Register for the iXsystems Community to get an ad-free experience and exclusive discounts in our eBay Store.

Backup/Dataset replication with zfs send/receive

NASbox

Neophyte Sage
Joined
May 8, 2012
Messages
591
I'm hoping that someone with experience can help me validate my concept for removable local backups before I dig deeply into the research on the exact commands and how to script it.

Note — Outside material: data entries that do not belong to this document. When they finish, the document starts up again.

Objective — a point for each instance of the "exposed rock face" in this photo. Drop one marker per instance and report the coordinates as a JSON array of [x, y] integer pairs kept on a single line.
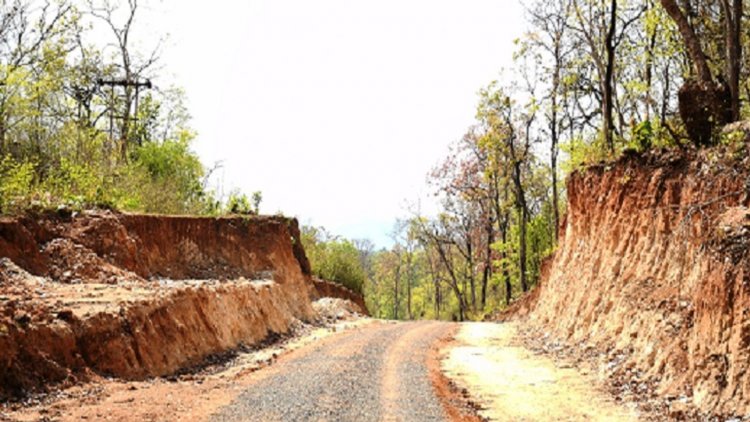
[[98, 292], [330, 289], [653, 268]]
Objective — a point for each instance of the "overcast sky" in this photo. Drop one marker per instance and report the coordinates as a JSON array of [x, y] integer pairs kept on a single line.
[[335, 109]]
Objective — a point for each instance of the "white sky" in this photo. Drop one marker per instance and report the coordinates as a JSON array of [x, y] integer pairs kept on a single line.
[[335, 109]]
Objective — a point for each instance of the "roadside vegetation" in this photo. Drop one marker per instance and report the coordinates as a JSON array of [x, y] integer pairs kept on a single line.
[[87, 119], [591, 80]]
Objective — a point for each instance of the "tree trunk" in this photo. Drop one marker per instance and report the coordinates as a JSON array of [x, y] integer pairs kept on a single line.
[[733, 28], [607, 87], [396, 283], [692, 43], [408, 285], [554, 149], [504, 257], [487, 262]]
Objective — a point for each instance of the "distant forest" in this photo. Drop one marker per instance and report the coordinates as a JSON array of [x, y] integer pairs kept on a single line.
[[591, 79], [87, 120]]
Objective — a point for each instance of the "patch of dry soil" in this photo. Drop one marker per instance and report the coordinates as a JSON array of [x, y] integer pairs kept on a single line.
[[193, 396], [511, 383]]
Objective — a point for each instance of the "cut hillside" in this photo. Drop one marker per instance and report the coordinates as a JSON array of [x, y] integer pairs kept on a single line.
[[136, 296], [652, 273]]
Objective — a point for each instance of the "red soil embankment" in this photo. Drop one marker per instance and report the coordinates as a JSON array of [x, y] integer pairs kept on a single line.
[[653, 269], [97, 292]]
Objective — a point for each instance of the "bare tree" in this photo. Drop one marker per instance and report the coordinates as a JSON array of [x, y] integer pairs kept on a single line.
[[120, 19]]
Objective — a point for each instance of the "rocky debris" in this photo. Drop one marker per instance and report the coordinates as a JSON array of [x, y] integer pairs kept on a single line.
[[334, 309], [323, 288], [112, 294]]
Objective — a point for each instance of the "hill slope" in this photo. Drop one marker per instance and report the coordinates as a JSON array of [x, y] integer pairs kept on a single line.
[[653, 271]]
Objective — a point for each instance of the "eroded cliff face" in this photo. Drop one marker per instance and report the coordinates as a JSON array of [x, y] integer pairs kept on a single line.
[[135, 296], [653, 269]]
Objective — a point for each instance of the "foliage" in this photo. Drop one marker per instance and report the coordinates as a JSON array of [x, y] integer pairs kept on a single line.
[[66, 141], [334, 259]]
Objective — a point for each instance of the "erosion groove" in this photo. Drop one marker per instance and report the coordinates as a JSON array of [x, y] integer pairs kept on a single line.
[[136, 296]]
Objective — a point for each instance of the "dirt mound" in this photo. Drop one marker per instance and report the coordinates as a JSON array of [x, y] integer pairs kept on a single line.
[[653, 273], [333, 309], [330, 289], [136, 296]]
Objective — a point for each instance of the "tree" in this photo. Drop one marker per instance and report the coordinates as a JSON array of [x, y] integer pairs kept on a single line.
[[707, 102], [131, 68]]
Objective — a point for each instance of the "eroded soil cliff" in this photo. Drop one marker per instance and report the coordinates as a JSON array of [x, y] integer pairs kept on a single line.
[[652, 273], [135, 296]]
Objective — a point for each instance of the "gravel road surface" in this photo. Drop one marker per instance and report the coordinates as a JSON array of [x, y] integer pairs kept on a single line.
[[374, 373]]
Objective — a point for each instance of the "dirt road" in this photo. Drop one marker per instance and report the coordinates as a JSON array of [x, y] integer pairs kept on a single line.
[[371, 374], [513, 384], [368, 371]]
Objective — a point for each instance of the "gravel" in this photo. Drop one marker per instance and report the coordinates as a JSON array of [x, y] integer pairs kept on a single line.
[[370, 374]]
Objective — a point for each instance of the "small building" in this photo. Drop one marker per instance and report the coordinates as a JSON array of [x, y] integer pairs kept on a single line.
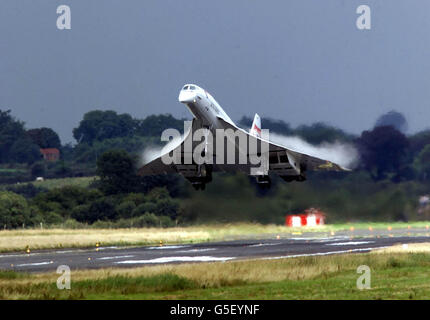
[[50, 154]]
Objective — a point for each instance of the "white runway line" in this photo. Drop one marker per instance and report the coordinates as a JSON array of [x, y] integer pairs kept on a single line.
[[265, 244], [324, 253], [197, 250], [351, 243], [33, 264], [114, 257], [166, 247], [176, 259]]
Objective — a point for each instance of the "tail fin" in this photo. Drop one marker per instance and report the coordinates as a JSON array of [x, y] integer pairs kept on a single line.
[[256, 126]]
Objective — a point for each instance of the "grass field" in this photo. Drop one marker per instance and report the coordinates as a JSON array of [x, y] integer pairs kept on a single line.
[[54, 183], [397, 273], [59, 183], [18, 240]]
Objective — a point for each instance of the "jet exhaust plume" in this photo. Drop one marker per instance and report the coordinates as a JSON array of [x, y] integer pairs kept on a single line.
[[153, 152]]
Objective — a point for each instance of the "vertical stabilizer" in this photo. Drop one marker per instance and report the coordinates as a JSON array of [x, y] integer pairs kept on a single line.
[[256, 126]]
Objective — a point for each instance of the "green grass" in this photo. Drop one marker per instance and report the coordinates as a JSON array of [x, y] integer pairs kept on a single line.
[[394, 276], [58, 183], [19, 239]]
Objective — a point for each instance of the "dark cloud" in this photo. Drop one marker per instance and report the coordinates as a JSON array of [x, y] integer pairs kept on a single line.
[[302, 61]]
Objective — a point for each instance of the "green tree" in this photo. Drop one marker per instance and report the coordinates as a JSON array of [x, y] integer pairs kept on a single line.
[[24, 150], [422, 163], [117, 172], [382, 150], [154, 125], [100, 125], [14, 210], [14, 143], [45, 138]]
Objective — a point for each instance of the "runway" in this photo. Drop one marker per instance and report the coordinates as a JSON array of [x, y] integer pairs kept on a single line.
[[269, 248]]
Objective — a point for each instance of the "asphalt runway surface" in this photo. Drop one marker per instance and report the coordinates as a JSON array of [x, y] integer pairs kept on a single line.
[[271, 247]]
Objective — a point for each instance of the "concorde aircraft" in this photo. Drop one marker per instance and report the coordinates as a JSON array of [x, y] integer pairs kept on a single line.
[[199, 154]]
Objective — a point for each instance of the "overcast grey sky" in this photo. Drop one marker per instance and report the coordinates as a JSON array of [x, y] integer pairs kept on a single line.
[[301, 61]]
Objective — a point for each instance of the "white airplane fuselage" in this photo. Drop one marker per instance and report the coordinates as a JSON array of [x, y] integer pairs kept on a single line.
[[203, 107]]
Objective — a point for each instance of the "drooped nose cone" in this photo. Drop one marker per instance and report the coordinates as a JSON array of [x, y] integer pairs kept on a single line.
[[186, 96]]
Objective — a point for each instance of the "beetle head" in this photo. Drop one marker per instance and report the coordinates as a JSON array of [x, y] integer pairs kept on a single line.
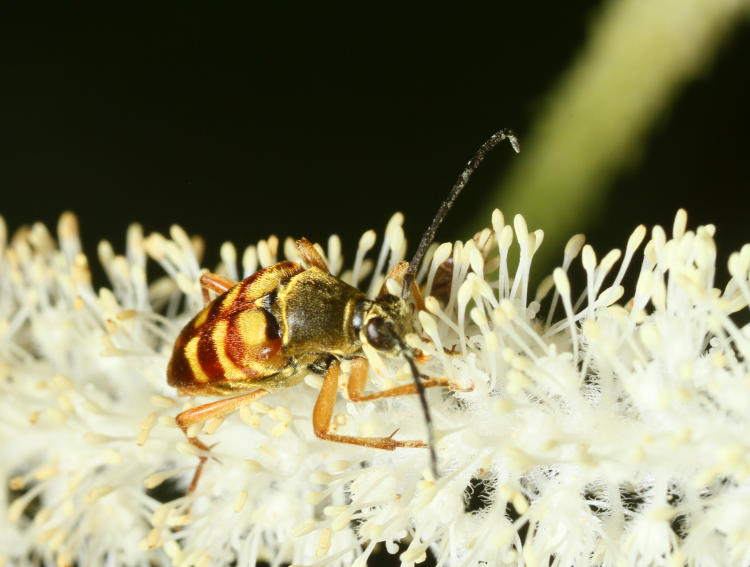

TLDR; Can I selectively update a backup created with zfs send -r \ zfs receive. If necessary I am OK with destroying my current backup and redoing it if the inital backup must be created non-recursively.

BACKGROUND/DETAILS
Context: Home environment

I just expanded my FreeNAS, and before the expansion I had a pool and 4 datasets and I created a snapshot on each of them so that the pool looked like this:

TANK
TANK@SNAP
TANK/DATASET1
TANK/DATASET1@SNAP
TANK/DATASET2
TANK/DATASET2@SNAP
TANK/DATASET3
TANK/DATASET3@SNAP
TANK/DATASET4
TANK/DATASET4@SNAP

I was able to backup this up on a one drive removable pool with a recursive zfs send/receive - something like: zfs send -r TANK@SNAP | zfs receive BACKUP01
(I can't remember exact syntax-It was a single line command something like I've shown here).

I have since added two large datasets used for server and workstation backups:

TANK/BACKUPDATASET1
TANK/BACKUPDATASET2

which I don't want to back up on pool BACKUP01.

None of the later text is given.